Until now, the lack of sensitive single-cell analysis tools has limited the characterization of metabolic activity in cancer stem cells. The imaging methods used in the study were developed by Cheng’s group and allow researchers to detect the signature in single cells. Because cancer stem cells represent a tiny population of the total number of cancer cells, the single-cell sensitivity is important for detecting hidden metabolic signatures.
The new approach uses two technologies: hyperspectral stimulated Raman scattering imaging of single living cells and mass spectrometry analysis of extracted lipids.
“We report here significantly increased levels of unsaturated lipids in ovarian cancer stem cells compared to non-cancer stem cells,” Cheng said. “Conventional methods can’t do single cell analysis.
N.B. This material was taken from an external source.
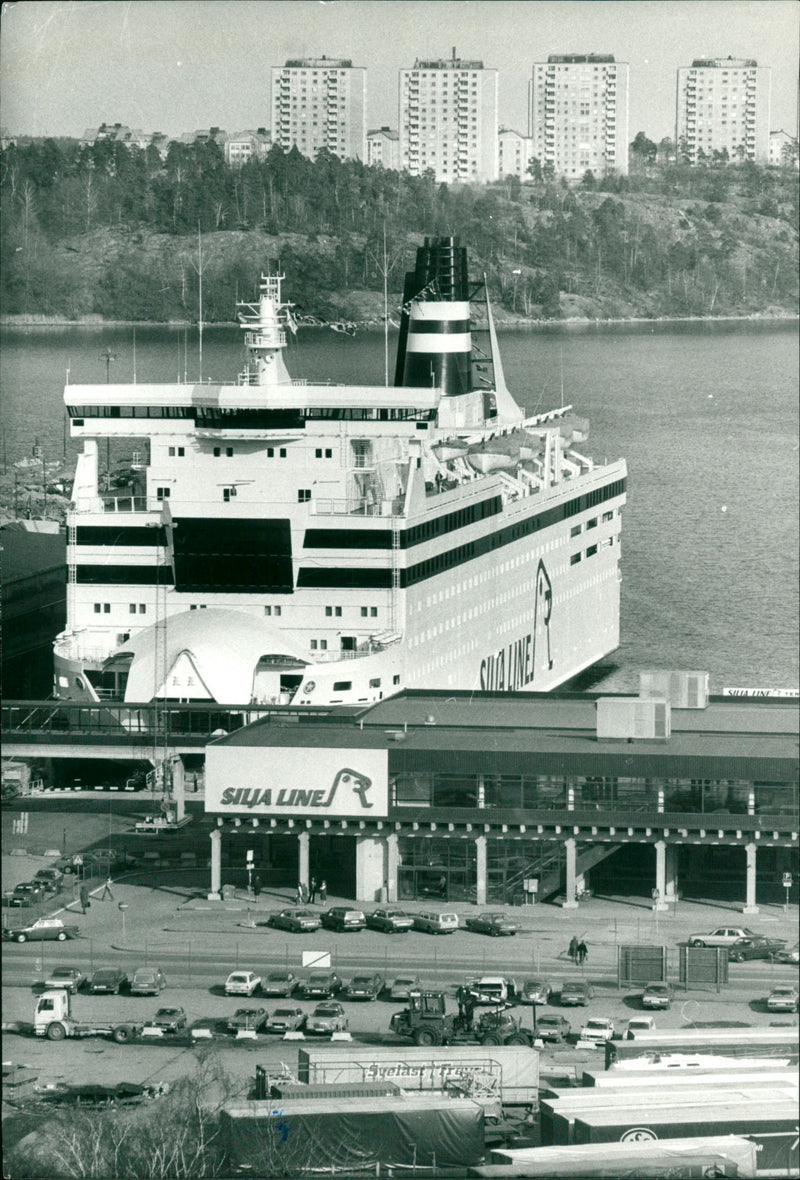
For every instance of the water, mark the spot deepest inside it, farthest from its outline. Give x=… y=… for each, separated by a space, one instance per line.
x=705 y=414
If the signature is localized in a very small area, it is not easily detected by conventional biochemical assay. By stimulated Raman microscopy, we can better pinpoint these cells through the metabolic signature.”
The lipid-desaturation signature was identified in laboratory cultures of ovarian cancer stem cells and in cells from human patients. Higher lipid unsaturation levels also were detected in cancer stem cell-enriched laboratory cultures called “spheroids,” a three-dimensional culture that mimics tumors in human patients. The researchers used a chemical to inhibit the activities of desaturases and reduce the “stemness” of the cells, rendering them less lethal. Inhibition of lipid desaturases effectively eliminated cancer stem cells, suppressed spheroid formation in laboratory cultures, and blocked tumor initiation capacity in laboratory mice, Cheng said.
“We don’t directly block the signaling pathway, but we block fatty acid metabolism so that the unsaturated lipids are reduced, and that actually suppresses the function of the cancer stem cells,” Li said.
Some of the research was done in the Bindley Bioscience Center in Purdue’s Discovery Park and was supported by the Purdue Center for Cancer Research.
The researchers have filed a patent application through the Office of Technology Commercialization of the Purdue Research Foundation.
The research, which is ongoing and may progress into clinical studies, also was supported by the National Institutes of Health and the U.S. Department of Veterans Affairs.